Хен действительно моложе его всего лишь лет на пятнадцать.
— Я бы и не пошла. Во-первых, мне одного раза за глаза хватило, а во-вторых — я не могу спать при включенном свете, а Мортон темноты боится! — разглашает интимные тайны мстительная Хен.
— Я темноты не боюсь, что я — ребенок, что ли? Я плохих снов, которые в темноте приходят, боюсь, — защищается Мортон.

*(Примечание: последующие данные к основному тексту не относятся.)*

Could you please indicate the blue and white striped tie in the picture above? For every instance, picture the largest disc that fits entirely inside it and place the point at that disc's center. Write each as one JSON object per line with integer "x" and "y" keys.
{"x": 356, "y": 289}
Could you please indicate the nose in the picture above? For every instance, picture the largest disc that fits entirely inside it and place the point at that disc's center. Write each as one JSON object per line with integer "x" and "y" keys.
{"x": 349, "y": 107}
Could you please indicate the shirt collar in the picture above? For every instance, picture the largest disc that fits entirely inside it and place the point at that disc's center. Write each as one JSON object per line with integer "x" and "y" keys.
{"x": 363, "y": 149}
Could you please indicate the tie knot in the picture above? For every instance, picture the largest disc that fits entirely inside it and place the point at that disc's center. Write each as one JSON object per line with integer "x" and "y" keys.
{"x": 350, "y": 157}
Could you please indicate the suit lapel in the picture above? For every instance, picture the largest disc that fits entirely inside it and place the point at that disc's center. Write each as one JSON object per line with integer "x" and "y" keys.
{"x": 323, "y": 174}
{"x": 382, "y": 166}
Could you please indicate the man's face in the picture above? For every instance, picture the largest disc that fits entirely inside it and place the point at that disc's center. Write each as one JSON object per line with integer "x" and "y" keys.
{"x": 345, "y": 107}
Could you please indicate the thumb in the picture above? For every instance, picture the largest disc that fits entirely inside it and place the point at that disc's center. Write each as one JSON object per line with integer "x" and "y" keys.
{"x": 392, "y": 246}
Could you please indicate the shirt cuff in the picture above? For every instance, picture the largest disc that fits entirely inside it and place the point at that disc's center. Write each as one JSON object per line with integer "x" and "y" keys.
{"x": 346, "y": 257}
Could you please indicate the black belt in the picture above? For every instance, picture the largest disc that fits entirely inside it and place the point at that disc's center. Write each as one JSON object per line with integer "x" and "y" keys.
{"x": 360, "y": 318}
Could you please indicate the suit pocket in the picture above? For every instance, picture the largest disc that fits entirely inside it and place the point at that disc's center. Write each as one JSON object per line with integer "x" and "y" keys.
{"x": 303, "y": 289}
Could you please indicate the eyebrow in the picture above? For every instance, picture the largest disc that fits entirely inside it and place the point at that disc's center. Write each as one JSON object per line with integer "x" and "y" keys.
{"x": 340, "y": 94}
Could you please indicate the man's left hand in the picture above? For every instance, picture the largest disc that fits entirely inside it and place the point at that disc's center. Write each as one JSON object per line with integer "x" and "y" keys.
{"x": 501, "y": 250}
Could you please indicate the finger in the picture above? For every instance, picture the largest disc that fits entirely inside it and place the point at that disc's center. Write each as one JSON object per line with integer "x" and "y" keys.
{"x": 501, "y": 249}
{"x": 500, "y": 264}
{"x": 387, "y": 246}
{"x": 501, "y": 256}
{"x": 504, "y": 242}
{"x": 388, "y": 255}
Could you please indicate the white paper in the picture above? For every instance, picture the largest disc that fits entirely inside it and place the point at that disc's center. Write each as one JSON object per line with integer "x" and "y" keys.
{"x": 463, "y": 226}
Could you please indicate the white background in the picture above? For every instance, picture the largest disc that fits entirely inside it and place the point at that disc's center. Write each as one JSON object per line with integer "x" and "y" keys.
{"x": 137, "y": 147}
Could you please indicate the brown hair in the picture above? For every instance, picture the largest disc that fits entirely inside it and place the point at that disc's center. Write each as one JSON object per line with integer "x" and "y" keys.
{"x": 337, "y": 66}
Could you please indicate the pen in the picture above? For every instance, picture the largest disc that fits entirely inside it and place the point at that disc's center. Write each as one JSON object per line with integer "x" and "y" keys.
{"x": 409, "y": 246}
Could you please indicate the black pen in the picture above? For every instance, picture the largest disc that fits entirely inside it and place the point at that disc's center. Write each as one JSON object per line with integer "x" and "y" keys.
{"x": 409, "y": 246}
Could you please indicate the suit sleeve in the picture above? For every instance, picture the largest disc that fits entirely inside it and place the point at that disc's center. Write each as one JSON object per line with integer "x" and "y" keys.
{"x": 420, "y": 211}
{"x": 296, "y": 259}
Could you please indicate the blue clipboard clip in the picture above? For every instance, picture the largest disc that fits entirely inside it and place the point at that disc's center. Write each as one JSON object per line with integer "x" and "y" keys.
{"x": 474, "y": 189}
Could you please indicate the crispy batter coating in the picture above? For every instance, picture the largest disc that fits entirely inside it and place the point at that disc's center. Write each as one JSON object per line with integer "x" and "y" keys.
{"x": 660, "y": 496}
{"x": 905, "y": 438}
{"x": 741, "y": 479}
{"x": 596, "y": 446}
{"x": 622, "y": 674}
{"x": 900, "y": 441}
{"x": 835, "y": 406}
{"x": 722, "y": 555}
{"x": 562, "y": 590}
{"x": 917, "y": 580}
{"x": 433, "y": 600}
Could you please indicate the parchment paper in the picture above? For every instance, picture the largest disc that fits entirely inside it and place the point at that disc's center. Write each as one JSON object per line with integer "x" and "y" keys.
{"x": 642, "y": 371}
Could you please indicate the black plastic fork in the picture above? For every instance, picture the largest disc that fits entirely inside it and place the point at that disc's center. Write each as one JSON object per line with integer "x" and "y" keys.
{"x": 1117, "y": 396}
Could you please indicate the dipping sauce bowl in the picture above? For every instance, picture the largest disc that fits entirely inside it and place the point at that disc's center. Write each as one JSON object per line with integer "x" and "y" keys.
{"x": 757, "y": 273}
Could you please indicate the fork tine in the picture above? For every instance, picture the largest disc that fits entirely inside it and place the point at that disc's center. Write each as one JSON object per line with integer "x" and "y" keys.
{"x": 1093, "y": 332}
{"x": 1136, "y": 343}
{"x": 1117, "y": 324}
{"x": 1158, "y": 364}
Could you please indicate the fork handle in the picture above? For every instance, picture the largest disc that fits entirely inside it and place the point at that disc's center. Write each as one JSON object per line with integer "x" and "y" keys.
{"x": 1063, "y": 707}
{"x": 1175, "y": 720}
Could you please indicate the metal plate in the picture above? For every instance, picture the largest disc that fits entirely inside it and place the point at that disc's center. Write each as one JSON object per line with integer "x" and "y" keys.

Мужчинам становится легче при мысли, что его дон-жуанство — всего лишь оборотная сторона сдвинутой психики, а сердобольным девушкам жалко красавца, и многие думают о том, что были бы не прочь опекать беднягу и в потемках, и при свете, если на то пошло.
Мне Хен нравится. Она не похожа на всех остальных женщин, не такая правильная. Хен ко всему относится иначе, чем другие, и делает, что хочет. Иногда уезжает из кибуца на несколько дней, гуляет в пустыне, а потом как ни в чем не бывало появляется вновь. Как это ей удается? Я за год жизни здесь в Тверию еще не собралась, а она…
— Саш, держись от нее подальше, — советует Рони. — Она тобой интересуется только потому, что ты из России, новенькая… Ты к ней привяжешься, а она от тебя отмахнется. Тебе же больно будет.